We know that humans have been sharing their lives with dogs for thousands of years, but there remain plenty of blanks to fill in regarding this relationship and the way it spread throughout the world. Scientists at the University of Buffalo have found a very useful clue concerning the migration of canines to the Americas, in the DNA of an ancient bone fragment said to be the oldest known dog remains in the region.
The discovery was actually an inadvertent one, with scientists conducting DNA sequencing of old bone fragments dug up years ago in Alaska, including one they thought to be from a bear. The analysis revealed that the bone was in fact part of a femur belonging to a dog that lived in the region about 10,150 years ago. The researchers say this is thought to be the oldest confirmed remains of a domestic dog in the Americas.
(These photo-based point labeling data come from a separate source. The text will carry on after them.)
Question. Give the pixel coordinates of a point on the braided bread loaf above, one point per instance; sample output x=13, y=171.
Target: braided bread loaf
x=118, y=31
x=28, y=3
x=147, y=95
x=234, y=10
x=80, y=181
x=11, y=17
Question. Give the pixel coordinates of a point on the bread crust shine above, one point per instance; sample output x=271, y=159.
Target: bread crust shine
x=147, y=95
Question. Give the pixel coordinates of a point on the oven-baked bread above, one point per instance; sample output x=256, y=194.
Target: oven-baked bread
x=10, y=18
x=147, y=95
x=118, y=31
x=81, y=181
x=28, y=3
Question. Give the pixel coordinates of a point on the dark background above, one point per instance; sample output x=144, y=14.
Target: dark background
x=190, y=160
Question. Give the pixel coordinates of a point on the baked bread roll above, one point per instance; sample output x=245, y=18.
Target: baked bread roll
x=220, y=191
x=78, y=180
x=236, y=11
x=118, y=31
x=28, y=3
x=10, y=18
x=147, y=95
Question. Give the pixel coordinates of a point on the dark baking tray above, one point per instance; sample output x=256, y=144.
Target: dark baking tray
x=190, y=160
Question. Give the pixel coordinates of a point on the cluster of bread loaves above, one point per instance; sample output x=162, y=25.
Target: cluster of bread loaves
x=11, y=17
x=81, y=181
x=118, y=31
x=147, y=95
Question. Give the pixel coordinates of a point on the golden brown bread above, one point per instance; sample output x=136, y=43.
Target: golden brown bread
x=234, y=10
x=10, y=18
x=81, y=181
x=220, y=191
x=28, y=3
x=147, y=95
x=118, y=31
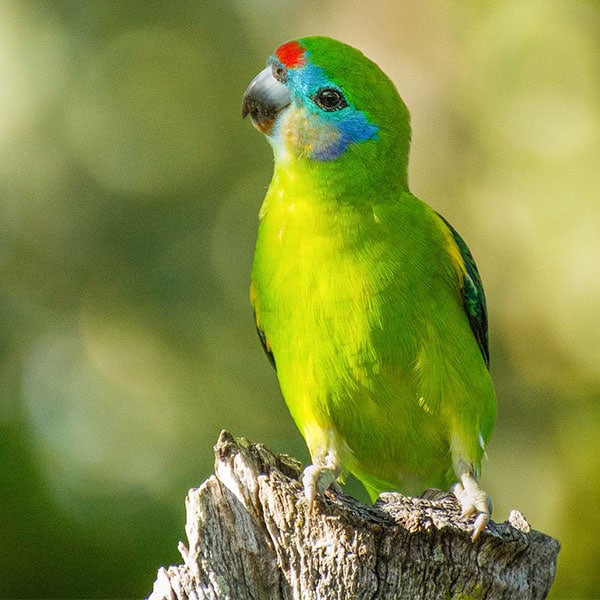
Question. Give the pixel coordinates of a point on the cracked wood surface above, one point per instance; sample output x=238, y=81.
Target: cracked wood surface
x=250, y=537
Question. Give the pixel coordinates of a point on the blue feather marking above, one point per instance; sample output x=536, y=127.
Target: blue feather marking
x=350, y=125
x=473, y=295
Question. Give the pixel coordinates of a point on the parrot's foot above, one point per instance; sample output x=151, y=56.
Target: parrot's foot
x=316, y=479
x=474, y=501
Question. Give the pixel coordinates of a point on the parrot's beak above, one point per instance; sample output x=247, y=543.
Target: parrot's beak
x=264, y=99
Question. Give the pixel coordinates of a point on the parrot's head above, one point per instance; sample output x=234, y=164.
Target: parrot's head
x=323, y=103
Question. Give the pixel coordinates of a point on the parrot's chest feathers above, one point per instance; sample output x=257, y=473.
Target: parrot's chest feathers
x=321, y=285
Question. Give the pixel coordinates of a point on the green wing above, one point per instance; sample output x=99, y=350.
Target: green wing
x=473, y=295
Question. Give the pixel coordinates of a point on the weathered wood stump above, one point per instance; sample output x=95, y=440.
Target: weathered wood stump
x=250, y=536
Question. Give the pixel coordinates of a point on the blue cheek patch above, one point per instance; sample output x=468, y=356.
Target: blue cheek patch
x=350, y=127
x=329, y=133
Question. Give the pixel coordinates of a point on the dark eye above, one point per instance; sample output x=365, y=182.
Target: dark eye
x=279, y=73
x=330, y=99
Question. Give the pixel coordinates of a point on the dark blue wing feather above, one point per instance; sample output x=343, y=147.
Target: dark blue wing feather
x=473, y=295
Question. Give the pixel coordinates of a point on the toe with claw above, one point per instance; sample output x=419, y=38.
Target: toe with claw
x=474, y=502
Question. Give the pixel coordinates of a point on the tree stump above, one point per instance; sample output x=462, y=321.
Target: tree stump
x=250, y=536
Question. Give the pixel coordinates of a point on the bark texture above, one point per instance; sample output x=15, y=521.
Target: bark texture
x=250, y=536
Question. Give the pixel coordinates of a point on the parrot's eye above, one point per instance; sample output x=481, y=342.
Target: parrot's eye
x=330, y=99
x=279, y=73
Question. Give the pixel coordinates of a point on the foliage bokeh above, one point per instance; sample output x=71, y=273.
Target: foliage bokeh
x=129, y=190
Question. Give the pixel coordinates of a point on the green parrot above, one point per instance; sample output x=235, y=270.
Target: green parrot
x=368, y=303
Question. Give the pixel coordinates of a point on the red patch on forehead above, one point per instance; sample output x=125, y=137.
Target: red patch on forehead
x=291, y=54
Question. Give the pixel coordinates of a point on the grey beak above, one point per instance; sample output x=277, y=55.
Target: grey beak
x=264, y=99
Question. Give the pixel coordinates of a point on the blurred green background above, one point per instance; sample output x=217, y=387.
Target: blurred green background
x=129, y=188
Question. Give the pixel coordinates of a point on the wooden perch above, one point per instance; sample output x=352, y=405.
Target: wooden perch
x=251, y=537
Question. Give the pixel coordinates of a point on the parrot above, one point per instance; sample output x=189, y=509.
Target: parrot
x=368, y=302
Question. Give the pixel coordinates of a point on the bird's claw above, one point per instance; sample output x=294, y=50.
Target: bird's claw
x=473, y=501
x=316, y=479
Further analysis of the mitochondrial genome revealed that the dog descended from a group of Siberian dogs, belonging to a separate lineage that diverged as long as 16,700 years ago. This is around the time that humans are thought to have been migrating along a coastal route in southeast Alaska.
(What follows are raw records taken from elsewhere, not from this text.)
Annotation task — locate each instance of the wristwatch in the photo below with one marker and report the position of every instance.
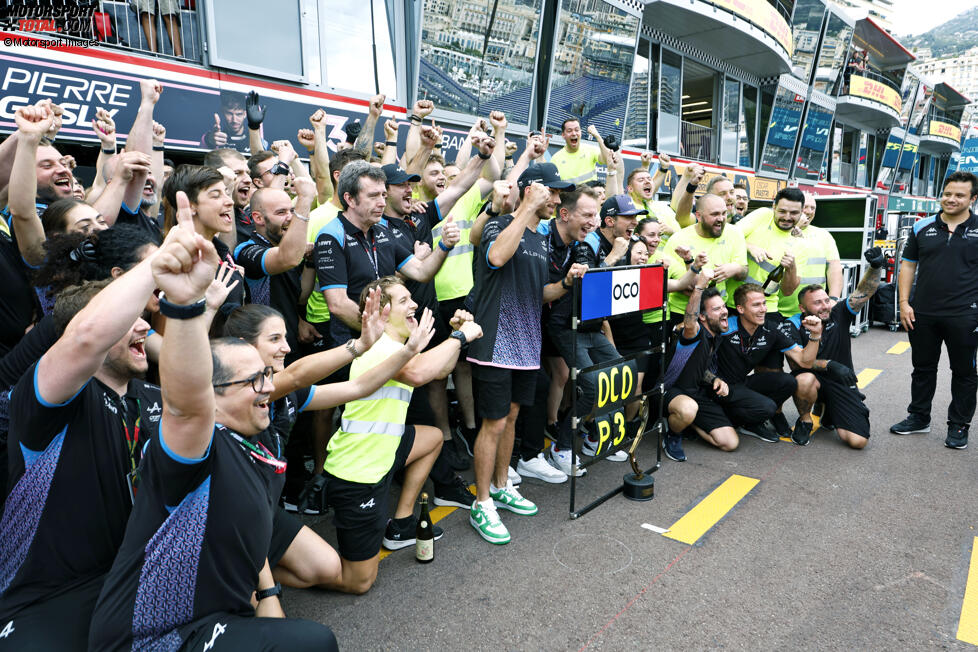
(268, 593)
(460, 336)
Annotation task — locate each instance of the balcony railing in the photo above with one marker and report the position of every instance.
(164, 28)
(696, 141)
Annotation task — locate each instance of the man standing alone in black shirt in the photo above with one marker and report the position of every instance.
(943, 252)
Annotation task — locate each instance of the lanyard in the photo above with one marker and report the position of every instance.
(373, 244)
(132, 440)
(259, 453)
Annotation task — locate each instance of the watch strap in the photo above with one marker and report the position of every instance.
(261, 594)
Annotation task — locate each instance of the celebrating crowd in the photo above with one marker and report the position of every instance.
(192, 357)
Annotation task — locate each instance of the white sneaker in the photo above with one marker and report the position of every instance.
(590, 448)
(539, 469)
(563, 460)
(514, 477)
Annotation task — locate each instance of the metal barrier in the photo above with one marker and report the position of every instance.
(602, 293)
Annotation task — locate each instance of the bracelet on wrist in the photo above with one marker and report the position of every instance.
(180, 311)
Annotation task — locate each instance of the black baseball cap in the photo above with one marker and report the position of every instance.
(396, 176)
(620, 205)
(545, 173)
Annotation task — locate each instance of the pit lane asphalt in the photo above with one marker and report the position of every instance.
(833, 549)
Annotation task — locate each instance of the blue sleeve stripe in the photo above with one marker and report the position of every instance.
(491, 266)
(312, 392)
(405, 262)
(41, 400)
(180, 458)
“We now have genetic evidence from an ancient dog found along the Alaskan coast," says senior author of the study Charlotte Lindqvist. "Because dogs are a proxy for human occupation, our data help provide not only a timing but also a location for the entry of dogs and people into the Americas. Our study supports the theory that this migration occurred just as coastal glaciers retreated during the last Ice Age."
Among the other interesting insights gleaned by the analysis was that the dog likely sustained itself largely on a marine diet, feeding on fish, and scraps from seals and whales. But the findings are as much about the history of human migration as they are about the ancient paw prints of our best friend.
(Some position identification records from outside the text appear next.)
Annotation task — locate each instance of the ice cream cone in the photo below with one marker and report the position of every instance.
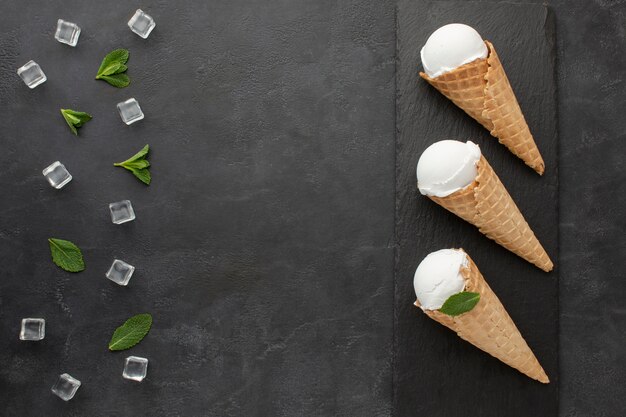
(487, 204)
(482, 89)
(490, 328)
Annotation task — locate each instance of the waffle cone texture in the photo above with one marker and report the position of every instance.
(482, 89)
(490, 328)
(487, 205)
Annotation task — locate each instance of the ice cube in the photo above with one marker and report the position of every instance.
(135, 368)
(130, 112)
(141, 23)
(67, 32)
(122, 212)
(57, 175)
(65, 387)
(120, 272)
(33, 329)
(31, 74)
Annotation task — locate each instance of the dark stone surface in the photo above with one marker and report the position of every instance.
(263, 247)
(265, 305)
(435, 372)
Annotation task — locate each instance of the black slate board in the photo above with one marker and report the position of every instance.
(435, 372)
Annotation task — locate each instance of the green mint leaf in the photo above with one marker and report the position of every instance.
(116, 80)
(138, 165)
(460, 303)
(112, 62)
(138, 156)
(75, 119)
(66, 255)
(131, 332)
“This all started out with our interest in how Ice Age climatic changes impacted animals' survival and movements in this region,” Lindqvist says. “Southeast Alaska might have served as an ice-free stopping point of sorts, and now – with our dog – we think that early human migration through the region might be much more important than some previously suspected.”
“Our early dog from Southeast Alaska supports the hypothesis that the first dog and human migration occurred through the Northwest Pacific coastal route instead of the central continental corridor, which is thought to have become viable only about 13,000 years ago,” adds Flavio Augusto da Silva Coelho, a PhD student in biological sciences at the University of Buffalo, and a first author on the study.
The research was published in the journal Proceedings of the Royal Society B.